Sakana no Nabe
Sakana no Nabe is a delightful Japanese seafood hot pot that combines fresh fish and vegetables in a savory broth, perfect for sharing. This comforting dish highlights the natural flavors of the ocean and is completely dairy-free.

30 minutes
Difficulty: Easy
Japanese
350 kcal
Ingredients
- White fish fillets (such as cod or snapper) - 200 grams
- Shrimp, peeled and deveined - 100 grams
- Mussels, cleaned - 100 grams
- Enoki mushrooms - 100 grams
- Baby bok choy, halved - 2 pieces
- Carrot, sliced thinly - 1 medium
- Daikon radish, sliced thinly - 100 grams
- Scallions, chopped - 2 pieces
- Fresh ginger, sliced - 1 inch
- Garlic, minced - 2 cloves
- Dashi stock (or vegetable broth) - 500 ml
- Soy sauce - 2 tablespoons
- Mirin - 1 tablespoon
- Sesame oil - 1 teaspoon
- Salt - to taste
- Pepper - to taste
Steps
- In a large pot, heat the dashi stock over medium heat.
- Add ginger and garlic to the pot and let it simmer for 5 minutes to infuse the flavors.
- Stir in the soy sauce and mirin, adjusting the taste with salt and pepper as needed.

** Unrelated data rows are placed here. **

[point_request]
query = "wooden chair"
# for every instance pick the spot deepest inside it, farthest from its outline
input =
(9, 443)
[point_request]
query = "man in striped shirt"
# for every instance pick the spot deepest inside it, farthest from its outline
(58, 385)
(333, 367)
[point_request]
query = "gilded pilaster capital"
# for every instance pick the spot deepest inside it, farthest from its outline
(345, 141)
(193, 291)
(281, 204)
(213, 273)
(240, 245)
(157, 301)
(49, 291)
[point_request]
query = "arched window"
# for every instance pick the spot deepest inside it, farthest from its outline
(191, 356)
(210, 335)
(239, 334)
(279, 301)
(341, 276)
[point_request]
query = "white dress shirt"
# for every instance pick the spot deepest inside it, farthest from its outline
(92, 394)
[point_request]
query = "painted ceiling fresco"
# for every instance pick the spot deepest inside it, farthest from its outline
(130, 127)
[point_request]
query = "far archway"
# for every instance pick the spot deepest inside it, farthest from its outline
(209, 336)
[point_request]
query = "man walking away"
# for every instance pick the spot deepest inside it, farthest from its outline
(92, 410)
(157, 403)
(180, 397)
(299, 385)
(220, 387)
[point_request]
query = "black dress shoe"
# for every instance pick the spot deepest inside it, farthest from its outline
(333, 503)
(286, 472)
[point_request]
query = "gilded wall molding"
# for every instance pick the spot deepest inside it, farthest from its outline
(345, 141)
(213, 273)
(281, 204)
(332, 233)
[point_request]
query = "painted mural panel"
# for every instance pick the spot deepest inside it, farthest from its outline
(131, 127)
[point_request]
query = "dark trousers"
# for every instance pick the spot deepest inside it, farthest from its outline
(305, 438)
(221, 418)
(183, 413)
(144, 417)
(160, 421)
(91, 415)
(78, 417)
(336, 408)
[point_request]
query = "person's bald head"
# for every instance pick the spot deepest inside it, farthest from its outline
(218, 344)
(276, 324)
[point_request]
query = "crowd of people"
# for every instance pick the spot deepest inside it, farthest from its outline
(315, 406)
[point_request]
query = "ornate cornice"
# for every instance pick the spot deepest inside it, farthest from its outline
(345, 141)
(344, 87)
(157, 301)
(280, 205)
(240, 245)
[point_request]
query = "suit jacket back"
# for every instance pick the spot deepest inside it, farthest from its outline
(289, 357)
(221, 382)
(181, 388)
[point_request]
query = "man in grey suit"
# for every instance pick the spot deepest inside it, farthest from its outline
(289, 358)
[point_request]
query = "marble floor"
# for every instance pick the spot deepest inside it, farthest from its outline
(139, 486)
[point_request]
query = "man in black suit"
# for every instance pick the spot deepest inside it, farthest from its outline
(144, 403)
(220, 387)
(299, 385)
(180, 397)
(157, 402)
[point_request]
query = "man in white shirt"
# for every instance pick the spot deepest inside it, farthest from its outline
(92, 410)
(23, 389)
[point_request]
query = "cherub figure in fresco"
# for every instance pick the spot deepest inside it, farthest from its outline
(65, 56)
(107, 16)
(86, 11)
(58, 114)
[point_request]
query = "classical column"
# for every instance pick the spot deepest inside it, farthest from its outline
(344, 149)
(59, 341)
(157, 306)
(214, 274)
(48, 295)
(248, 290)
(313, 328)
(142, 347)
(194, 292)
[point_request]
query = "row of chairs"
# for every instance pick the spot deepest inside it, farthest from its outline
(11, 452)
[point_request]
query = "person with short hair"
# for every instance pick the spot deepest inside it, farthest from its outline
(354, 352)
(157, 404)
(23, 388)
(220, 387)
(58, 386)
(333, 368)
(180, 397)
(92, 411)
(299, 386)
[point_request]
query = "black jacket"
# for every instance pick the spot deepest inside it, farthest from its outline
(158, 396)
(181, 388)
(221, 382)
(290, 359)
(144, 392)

- Add the daikon and carrot slices to the pot and cook for 5 minutes until slightly tender.
- Add the white fish fillets and mussels, cooking for an additional 5 minutes until the fish is opaque.
- Next, add the shrimp, enoki mushrooms, and bok choy to the pot, cooking for another 3-4 minutes until everything is cooked through.
- Remove from heat and garnish with chopped scallions.
- Serve hot in bowls, ensuring each serving has a mix of seafood and vegetables.
Nutrition
- Calories: 350
- Protein: 30 g
- Carbs: 30 g
- Fiber: 4 g
- Sugar: 2 g
- Sodium: 800 mg
- Cholesterol: 80 mg
- Total Fat: 10 g
- Saturated Fat: 1 g
- Unsaturated Fat: 8 g
- Water: 0.6 L
Health Benefits
- Rich in omega-3 fatty acids which support heart health.
- High in protein, aiding in muscle repair and growth.